Plum is a cat who lives with her owner, high schooler Taku Nakarai, at his mother’s traditional dance school. Plum is a sweet, smarter than average cat and is comfortable at home with the Nakarais—until a stray kitten shows up to disrupt her peaceful life …
Plum Crazy! was made for cat lovers by one of their own. The main story of Plum, the Nakarais, and new kitten Snowball is a cute slice of life, punctuated by funny in-universe shorts, and stories about author Natsumi Hoshino’s own cats, who inspired the characters of Plum and Snowball. (Whether or not Hoshino sees herself in Taku’s well-intentioned, gentle, and scatty mother is not confirmed in this volume.) It’s an enjoyable mixture of narrative styles, with an equally balanced mixture of art styles.
The natural point of comparison is the popular Chi’s Sweet Home. However, unlike the cartoony Chi, Plum Crazy! has a more common art style. The human characters have typical shojo designs, and the cat characters have a slightly more realistic look from which Hoshino regularly anthropomorphizes the cats for visual comedy. The cats don’t speak though; where Chi has dialogue readers can see, the beleaguered Plum tends to speak only with “Mya!” while other cats use “Mi!” or “Nyan!”
With the opportunity for dialogue largely limited to the human characters, the humor comes mostly from their expressions, actions, and interactions, mining both the naturally amusing quirks of real cats and the visual language of manga. Just as in real life, each cat has a distinct personality, and while Plum is more intelligent than your standard cat, her behaviors—and those of the other cats in the story—will be recognizable to any cat owner. One moment the “cat punch” is used to show a familiar real-world dynamic between two strange cats; the next it is used to tell a character beat about friendship and rivalry, classic manga tears flowing down the punched cat’s face.
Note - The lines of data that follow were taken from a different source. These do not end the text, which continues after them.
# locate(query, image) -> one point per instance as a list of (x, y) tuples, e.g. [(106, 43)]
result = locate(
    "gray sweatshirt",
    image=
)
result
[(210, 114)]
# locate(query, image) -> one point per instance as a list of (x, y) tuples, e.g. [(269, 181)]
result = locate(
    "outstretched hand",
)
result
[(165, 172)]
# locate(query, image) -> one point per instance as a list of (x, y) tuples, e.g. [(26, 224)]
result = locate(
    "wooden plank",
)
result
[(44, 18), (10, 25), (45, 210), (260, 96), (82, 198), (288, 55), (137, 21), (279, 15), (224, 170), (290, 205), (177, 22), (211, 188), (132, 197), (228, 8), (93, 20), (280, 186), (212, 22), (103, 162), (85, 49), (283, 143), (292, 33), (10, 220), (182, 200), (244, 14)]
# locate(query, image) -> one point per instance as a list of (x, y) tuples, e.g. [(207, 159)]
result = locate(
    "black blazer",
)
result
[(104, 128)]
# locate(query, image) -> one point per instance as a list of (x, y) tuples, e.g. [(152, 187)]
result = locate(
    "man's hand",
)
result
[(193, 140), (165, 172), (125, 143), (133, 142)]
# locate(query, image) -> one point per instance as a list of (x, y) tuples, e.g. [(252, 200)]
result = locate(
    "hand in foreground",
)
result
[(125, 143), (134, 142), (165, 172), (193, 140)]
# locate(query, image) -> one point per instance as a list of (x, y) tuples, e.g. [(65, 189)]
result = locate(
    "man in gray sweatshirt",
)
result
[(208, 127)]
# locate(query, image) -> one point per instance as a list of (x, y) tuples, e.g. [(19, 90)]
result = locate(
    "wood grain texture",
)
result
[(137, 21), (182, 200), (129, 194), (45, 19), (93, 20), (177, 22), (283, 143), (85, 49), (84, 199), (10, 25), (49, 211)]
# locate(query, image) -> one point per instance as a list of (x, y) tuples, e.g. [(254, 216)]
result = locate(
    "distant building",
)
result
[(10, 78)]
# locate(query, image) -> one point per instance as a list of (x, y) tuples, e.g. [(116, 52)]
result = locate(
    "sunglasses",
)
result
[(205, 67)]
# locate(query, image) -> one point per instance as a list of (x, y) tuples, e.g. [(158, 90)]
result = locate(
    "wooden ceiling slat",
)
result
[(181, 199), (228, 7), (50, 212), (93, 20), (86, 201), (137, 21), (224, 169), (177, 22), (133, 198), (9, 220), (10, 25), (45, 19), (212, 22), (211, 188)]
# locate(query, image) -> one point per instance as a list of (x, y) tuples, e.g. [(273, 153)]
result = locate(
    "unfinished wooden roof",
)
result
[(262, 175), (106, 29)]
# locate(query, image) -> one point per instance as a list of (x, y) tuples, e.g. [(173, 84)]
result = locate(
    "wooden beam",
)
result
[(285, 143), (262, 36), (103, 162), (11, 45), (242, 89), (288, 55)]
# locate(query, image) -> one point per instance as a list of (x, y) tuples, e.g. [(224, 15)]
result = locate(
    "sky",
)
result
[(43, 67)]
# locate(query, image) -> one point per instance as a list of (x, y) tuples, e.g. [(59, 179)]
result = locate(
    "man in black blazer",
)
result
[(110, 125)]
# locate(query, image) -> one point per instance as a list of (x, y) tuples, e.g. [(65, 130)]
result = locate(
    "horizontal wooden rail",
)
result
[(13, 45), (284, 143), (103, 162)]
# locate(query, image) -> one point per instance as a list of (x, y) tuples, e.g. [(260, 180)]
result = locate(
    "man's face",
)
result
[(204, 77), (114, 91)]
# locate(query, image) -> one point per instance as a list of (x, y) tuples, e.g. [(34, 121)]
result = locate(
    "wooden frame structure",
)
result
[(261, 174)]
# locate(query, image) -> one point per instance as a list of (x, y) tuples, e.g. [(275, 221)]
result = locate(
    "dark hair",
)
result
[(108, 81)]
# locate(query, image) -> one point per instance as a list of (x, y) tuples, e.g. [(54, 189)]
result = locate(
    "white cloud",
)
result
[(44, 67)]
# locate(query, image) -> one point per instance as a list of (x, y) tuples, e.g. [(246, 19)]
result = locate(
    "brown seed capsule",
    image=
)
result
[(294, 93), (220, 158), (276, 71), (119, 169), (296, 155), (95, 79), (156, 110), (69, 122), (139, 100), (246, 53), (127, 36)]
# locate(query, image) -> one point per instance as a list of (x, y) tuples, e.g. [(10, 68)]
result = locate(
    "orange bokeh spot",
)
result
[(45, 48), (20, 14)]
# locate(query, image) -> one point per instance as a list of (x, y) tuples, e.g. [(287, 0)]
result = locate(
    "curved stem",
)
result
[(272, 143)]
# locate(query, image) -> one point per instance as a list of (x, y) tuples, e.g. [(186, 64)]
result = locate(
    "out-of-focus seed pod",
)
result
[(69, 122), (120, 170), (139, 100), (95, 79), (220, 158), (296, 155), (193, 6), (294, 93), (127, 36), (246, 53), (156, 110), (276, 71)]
The one issue with this volume is the inconsistent translation of Plum’s name, which appears occasionally as the original Japanese “Koume.” However, this may or may not be changed in the final print version (this review is based on a pre-release PDF), and in any case, it’s a minor note in an otherwise sweet, engaging slice of life story. Cat owners, or at least cat lovers, will get the most out of it, with many relatable moments and some pieces of dialogue that are downright instructional. Mainly though, it’s just adorable.